Our literary-minded St. Francis de Sales Parish has always kept up with local reading trends. Today, we have several book clubs; in the early 2000s, we had a library in the back of the church; long ago, we had a bookstore and lending library on Baltimore Ave.
The Journal of Library History reports that “Rental libraries were all the rage in the 1920s and 1930s coming seemingly out of nowhere and threatening to transform totally the reading and book buying habits of the American public.” On Baltimore Avenue number 4726 (Vientiane Cafe today) was the Terry Shop in 1939, run by W.A. Fares, and offering “unusual gifts” and a “lending library.” When that business left, SFDS took over and in May 1944, opened its own Parish Lending Library on the spot.
What did the lending library do? The Parish Monthly Bulletin noted that “The purpose of the Parish lending library is to make good literature easily available for everyone…” The library was open day and evening hours Patron membership of $5.00 allowed two books to be borrowed per week; an Annual $2 membership entitled patrons to rent one book a week at a fee of one cent per day; and nonmembers could rent single books for three cents a day.

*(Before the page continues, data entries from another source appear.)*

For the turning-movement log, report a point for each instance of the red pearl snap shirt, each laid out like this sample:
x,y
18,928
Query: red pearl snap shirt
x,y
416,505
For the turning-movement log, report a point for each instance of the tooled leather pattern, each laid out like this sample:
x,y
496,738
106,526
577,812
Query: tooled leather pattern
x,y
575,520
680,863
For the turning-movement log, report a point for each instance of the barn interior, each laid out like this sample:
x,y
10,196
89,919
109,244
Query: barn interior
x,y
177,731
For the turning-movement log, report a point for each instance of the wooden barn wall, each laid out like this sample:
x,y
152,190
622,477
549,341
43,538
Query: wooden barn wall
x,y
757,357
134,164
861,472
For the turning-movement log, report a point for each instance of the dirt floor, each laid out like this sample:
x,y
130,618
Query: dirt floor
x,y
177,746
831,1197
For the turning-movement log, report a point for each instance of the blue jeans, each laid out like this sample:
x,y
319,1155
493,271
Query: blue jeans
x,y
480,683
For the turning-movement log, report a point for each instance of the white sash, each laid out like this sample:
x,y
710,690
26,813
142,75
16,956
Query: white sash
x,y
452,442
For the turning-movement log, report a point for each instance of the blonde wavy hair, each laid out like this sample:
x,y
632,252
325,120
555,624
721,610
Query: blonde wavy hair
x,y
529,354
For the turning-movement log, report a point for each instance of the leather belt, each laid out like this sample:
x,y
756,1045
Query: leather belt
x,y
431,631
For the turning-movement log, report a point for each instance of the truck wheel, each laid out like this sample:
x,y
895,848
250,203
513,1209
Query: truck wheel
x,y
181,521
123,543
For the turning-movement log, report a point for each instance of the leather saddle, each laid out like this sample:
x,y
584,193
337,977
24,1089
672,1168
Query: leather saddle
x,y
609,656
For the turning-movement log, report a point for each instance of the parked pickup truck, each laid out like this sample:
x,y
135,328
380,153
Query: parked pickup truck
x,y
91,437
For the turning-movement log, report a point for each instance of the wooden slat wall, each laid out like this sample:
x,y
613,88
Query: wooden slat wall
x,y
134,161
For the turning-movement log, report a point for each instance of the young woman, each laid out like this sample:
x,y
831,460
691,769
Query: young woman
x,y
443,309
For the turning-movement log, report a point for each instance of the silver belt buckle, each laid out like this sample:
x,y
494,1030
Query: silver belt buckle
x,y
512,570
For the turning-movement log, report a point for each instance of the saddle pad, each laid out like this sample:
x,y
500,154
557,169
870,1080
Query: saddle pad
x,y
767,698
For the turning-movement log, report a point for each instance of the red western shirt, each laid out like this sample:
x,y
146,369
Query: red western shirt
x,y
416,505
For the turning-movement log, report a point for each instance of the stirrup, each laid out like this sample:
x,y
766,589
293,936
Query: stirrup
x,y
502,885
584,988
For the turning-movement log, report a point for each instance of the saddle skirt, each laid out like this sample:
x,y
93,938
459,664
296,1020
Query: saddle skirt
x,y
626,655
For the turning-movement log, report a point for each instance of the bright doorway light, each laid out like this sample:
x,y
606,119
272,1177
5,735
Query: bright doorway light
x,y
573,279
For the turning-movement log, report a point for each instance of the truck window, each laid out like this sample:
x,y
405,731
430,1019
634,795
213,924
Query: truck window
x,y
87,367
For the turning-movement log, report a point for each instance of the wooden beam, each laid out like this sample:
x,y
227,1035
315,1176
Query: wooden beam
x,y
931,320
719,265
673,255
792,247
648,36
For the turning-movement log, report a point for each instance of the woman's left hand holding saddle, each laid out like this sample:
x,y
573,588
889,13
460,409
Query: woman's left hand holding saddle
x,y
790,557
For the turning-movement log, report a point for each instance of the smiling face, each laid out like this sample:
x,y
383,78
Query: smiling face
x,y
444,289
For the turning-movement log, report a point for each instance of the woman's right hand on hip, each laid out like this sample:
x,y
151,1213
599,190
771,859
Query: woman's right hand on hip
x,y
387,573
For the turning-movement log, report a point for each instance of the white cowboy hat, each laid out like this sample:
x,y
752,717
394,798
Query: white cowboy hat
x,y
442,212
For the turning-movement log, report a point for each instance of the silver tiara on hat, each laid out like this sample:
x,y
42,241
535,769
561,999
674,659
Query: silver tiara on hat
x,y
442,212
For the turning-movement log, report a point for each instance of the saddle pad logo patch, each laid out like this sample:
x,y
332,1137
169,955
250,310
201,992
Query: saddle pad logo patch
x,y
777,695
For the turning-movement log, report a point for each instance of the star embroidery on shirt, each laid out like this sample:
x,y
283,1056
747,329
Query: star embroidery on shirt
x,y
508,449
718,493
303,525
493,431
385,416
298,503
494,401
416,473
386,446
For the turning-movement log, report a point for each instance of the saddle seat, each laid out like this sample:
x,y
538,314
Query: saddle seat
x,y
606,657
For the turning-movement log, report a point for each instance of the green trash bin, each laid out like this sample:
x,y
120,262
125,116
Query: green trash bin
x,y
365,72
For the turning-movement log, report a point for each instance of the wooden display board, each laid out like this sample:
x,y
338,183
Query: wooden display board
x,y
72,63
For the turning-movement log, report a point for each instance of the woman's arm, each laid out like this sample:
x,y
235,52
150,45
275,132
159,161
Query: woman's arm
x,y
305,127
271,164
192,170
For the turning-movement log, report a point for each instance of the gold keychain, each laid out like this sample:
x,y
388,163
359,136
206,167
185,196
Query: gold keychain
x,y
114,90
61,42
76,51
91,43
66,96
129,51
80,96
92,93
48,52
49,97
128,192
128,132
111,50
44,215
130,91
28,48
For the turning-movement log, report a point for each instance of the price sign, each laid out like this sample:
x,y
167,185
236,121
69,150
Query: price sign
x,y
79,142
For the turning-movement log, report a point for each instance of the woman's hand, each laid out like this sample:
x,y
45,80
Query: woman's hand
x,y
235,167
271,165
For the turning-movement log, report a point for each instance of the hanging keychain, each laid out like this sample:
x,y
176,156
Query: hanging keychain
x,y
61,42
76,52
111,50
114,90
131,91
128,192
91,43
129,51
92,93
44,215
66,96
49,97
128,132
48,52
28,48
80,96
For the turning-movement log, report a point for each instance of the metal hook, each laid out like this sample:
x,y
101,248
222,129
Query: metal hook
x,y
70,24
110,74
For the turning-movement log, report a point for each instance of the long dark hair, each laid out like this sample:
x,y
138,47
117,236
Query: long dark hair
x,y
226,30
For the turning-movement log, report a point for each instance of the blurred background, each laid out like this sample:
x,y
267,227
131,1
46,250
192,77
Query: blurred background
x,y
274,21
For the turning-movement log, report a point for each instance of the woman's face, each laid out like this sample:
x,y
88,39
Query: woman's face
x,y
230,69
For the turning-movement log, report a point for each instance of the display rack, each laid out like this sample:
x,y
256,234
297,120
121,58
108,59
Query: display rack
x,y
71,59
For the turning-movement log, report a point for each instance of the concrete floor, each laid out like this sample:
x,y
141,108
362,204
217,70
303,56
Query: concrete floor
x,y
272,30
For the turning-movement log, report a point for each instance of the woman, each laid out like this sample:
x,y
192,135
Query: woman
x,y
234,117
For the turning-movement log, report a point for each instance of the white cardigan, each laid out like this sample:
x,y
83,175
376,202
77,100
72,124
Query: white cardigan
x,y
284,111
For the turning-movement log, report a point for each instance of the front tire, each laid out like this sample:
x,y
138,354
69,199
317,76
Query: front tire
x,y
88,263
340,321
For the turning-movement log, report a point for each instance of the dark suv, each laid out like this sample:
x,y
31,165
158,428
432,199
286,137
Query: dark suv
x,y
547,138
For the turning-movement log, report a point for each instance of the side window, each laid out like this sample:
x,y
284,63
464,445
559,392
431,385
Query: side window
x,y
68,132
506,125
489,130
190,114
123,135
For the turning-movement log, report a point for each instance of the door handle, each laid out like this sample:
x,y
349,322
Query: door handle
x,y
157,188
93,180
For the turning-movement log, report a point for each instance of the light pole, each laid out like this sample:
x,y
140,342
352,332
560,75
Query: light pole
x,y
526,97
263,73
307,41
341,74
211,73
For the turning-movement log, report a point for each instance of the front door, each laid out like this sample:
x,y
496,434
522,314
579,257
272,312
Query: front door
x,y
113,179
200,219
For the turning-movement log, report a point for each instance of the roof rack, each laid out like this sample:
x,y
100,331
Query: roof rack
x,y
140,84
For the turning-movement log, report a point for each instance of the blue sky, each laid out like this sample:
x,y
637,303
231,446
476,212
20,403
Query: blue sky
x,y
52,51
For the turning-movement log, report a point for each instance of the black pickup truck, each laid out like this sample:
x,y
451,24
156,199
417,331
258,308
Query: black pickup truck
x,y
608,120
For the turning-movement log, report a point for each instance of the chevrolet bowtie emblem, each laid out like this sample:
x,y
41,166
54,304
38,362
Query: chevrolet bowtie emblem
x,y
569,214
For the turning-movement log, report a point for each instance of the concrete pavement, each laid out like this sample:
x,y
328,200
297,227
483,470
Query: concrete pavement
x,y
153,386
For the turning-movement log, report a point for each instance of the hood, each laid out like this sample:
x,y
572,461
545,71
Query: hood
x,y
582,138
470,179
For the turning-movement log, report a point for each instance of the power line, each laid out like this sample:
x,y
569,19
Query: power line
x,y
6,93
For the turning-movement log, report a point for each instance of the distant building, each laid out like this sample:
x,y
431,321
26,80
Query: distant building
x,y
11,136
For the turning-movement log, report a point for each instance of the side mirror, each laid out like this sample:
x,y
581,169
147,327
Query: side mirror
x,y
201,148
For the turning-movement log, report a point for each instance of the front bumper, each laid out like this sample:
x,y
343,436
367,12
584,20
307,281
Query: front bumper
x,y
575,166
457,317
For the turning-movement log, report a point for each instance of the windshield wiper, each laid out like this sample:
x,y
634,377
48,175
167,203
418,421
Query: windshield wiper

The venture seemed to be successful: by its first anniversary, it had “a membership of 1,107 persons and over 200 of these are non-Catholics. It has on its shelves 1,576 volumes, all of the latest in Catholic books and the approved best-sellers. To date is has circulated 7,192 books among a variety of readers. The average patronage is 42 persons a day.” What were people reading? Lists published in the Parish Monthly Bulletin included a variety of books such as Communism and the Conscience of the West by Fulton Sheen; Powder Puff: the Adventures of the Easter Bunny in the City; The Remembered Face of Ireland by Josephine Hunt Raymond; Of Flight and Life by Charles Lindbergh; and More Murder in a Nunnery by Eric Shepherd among many others.
The Parish Monthly Bulletin also published a list of the 21 librarians. Census data from 1940 brings them to life: among them, Loretta Mulloy, who lived at 4811 Chester, was 18 in 1940, and the middle child of seven living at home with parents. Frances Cunniff, at 431 South 50th, was 31 in 1940, working as a clerk in a printing firm, living at home with parents and two siblings. Rita Duffy, at 4634 Chester, was a secretary/stenographer for a coffee importer. Her brother, age 32 and unmarried in 1940, was listed as “head of household,” with mother and ten siblings (youngest age 16) all living at home. Adele Smith, 1110 South 52nd Street, had attended three years of college and was a teacher, living at home with Mom and four siblings. Less than half were married, which makes sense: the library could have been considered a safe place to meet and socialize!
What happened to the Parish Lending Library in the end? Short answer: it moved to the basement (Choir Room) of the SFDS Little School in 1954. Long answer: The Journal of Library History concludes that “The rise of paperbacks and television, coupled with the increased cost of books after World War II, contributed to the demise of the rental business.”